Mixing together the previous extension that still owes Longo about $36 million through 2016, the current contract will net him $100 million from 2017-2022. This deal also negates the Rays Club Options originally on the books for 2014-2016 and might end up being one of the best bargains in baseball if Longoria stays healthy and sees his game mature both on the field and at the plate.
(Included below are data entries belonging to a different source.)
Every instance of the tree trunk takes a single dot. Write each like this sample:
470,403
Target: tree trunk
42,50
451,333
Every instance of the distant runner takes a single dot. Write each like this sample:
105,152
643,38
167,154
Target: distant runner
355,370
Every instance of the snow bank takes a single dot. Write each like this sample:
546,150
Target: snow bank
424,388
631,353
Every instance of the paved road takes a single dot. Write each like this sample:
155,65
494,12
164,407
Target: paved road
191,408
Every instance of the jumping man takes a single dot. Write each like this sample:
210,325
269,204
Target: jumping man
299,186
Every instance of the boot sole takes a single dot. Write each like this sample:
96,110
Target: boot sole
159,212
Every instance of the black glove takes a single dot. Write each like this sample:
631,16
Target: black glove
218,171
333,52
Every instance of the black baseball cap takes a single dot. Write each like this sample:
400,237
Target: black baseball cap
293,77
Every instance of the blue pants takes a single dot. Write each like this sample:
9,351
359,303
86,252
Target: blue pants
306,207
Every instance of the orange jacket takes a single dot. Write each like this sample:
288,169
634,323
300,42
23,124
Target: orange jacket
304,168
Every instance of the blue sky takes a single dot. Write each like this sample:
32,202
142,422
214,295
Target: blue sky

Considering Longoria inked his first Rays extension just 6 contests into his rookie season, the Rays solid defensive and offensive weapon will not see his salary hit the 8-figure mark until 2015 when he will make $11 million and $11.5 million for 2016. The Rays also tagged on a nice Club Option for 2023 just in case Longoria still has his feet underneath him, possibly as a Rays DH at that point in his career. When Longo hit the $11 million mark in 2016, when he will turn 31 on October 7th, about the time of the year the Rays would be trying to get back to the World Series (fingers crossed).
You have to think by that 2022 MLB season Longoria will have secured all or most of the Rays defensive and offensive records, along with the “Graybeard” title that is bestowed upon the longest tenured player in club history. By 2023, Longoria will be around 38 years of age. On paper the contract looks like a no-brainer complete with a signed,sealed and delivered commitment by one of the Rays flagship players. Everyone seems to win in this deal from the Rays front office, to the Rays charity, the Rays Baseball Foundation to kids who are beginning to idolize Longoria for his play and community involvement. This contract looks like a sure fire “win-win” barring anything or anything derailing Longoria.
If all goes according to his plan, Longoria just might get that elusive gift of playing for one team in his entire career. I wish him luck, health and most of all longevity to fulfill that dream. And making some primo bank during the stretch does hurt either. Way to go Longo!